# What is wrong with the proof of $\ell_1$ is nonreflexive?

Recall that $$\ell_1 = \{(x_n)_{n\in\mathbb{N}}: \sum_{n=1}^\infty |x_n|<\infty\}$$ and $$\ell_2 = \{(x_n)_{n\in\mathbb{N}}: \sum_{n=1}^\infty |x_n|^2<\infty\}.$$

Known facts:

$$(1)$$ $$\ell_1$$ and $$\ell_2$$ are Banach spaces. In particular, $$\ell_1$$ is closed.

$$(2)$$ $$\ell_2$$ is reflexive.

$$(3)$$ $$\ell_1\subseteq \ell_2$$.

$$(4)$$ Closed subspace of a reflexive space is again reflexive.
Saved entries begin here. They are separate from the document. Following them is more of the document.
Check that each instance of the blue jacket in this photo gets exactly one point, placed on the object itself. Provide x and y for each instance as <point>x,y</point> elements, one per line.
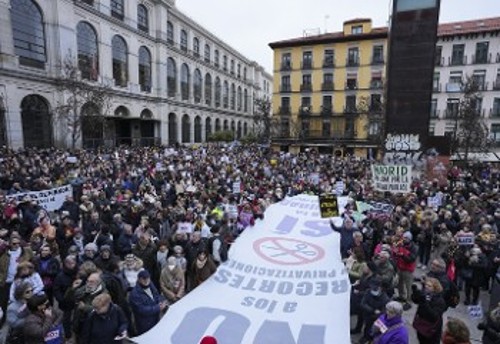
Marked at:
<point>146,309</point>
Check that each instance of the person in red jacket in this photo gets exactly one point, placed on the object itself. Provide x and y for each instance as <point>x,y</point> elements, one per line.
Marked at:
<point>405,256</point>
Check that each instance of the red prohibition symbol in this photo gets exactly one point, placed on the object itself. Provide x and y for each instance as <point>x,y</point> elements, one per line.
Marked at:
<point>285,251</point>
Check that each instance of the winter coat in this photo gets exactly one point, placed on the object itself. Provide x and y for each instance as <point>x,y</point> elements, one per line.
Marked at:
<point>146,310</point>
<point>103,328</point>
<point>430,308</point>
<point>62,283</point>
<point>397,332</point>
<point>37,326</point>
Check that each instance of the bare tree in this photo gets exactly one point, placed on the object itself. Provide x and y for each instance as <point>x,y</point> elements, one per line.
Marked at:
<point>84,103</point>
<point>471,133</point>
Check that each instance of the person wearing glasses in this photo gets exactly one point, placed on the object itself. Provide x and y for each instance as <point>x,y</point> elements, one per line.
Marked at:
<point>43,321</point>
<point>9,260</point>
<point>17,312</point>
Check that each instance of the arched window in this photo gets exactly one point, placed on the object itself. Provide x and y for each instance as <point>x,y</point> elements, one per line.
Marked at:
<point>208,89</point>
<point>142,18</point>
<point>233,96</point>
<point>184,82</point>
<point>145,69</point>
<point>216,58</point>
<point>225,94</point>
<point>207,53</point>
<point>36,122</point>
<point>218,91</point>
<point>197,85</point>
<point>120,61</point>
<point>170,33</point>
<point>171,77</point>
<point>88,55</point>
<point>208,128</point>
<point>239,99</point>
<point>245,100</point>
<point>28,33</point>
<point>183,40</point>
<point>196,47</point>
<point>117,9</point>
<point>186,129</point>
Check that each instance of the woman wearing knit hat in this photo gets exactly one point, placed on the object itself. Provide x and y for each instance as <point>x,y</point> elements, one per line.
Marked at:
<point>208,340</point>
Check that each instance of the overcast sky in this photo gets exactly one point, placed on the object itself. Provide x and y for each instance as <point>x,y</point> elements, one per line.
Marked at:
<point>250,25</point>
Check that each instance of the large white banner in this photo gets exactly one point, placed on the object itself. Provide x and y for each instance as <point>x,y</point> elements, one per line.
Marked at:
<point>50,200</point>
<point>392,178</point>
<point>284,283</point>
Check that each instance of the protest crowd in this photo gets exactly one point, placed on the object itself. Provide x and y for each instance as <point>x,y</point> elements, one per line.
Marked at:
<point>142,227</point>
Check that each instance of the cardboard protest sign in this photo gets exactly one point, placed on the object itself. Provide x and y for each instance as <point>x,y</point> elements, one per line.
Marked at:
<point>280,284</point>
<point>392,178</point>
<point>328,206</point>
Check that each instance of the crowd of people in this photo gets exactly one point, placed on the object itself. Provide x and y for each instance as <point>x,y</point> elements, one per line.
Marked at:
<point>145,226</point>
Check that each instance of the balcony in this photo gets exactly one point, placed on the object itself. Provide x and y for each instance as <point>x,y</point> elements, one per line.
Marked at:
<point>305,110</point>
<point>454,87</point>
<point>457,61</point>
<point>284,110</point>
<point>286,66</point>
<point>434,114</point>
<point>306,88</point>
<point>326,110</point>
<point>376,84</point>
<point>285,88</point>
<point>328,63</point>
<point>306,65</point>
<point>352,62</point>
<point>351,85</point>
<point>481,59</point>
<point>327,86</point>
<point>377,60</point>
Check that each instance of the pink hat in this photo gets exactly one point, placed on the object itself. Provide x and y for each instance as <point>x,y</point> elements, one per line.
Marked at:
<point>208,340</point>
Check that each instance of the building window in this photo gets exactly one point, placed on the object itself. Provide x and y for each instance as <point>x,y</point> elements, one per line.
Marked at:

Therefore, $$\ell_1$$ is reflexive.

But it is a well-known fact that $$\ell_1$$ is never reflexive. What is wrong with the above arguments?

• Why do you think that $\ell_1$ is a closed subspace of $\ell_2?$
– mfl
Commented Aug 2, 2018 at 8:56

$\ell_1$ is not closed as a subspace of $\ell_2$: when you say $\ell_1$ is closed, you mean that it is closed with respect to the $\lVert \cdot \rVert_1$ norm, while when we consider it as a subspace of $\ell_2$ we are talking about the $\lVert \cdot \rVert_2$ norm.
To see that $\ell_1$ is not closed in $\ell_2$, just take an element $x$ of $\ell_2$ which is not in $\ell_1$, as for example is $(\frac{1}{n})_n$, and build a sequence of elements in $\ell_1$ which converge to $x$ in $\lVert \cdot \rVert_2$ norm. It should be easy for you do find many such examples.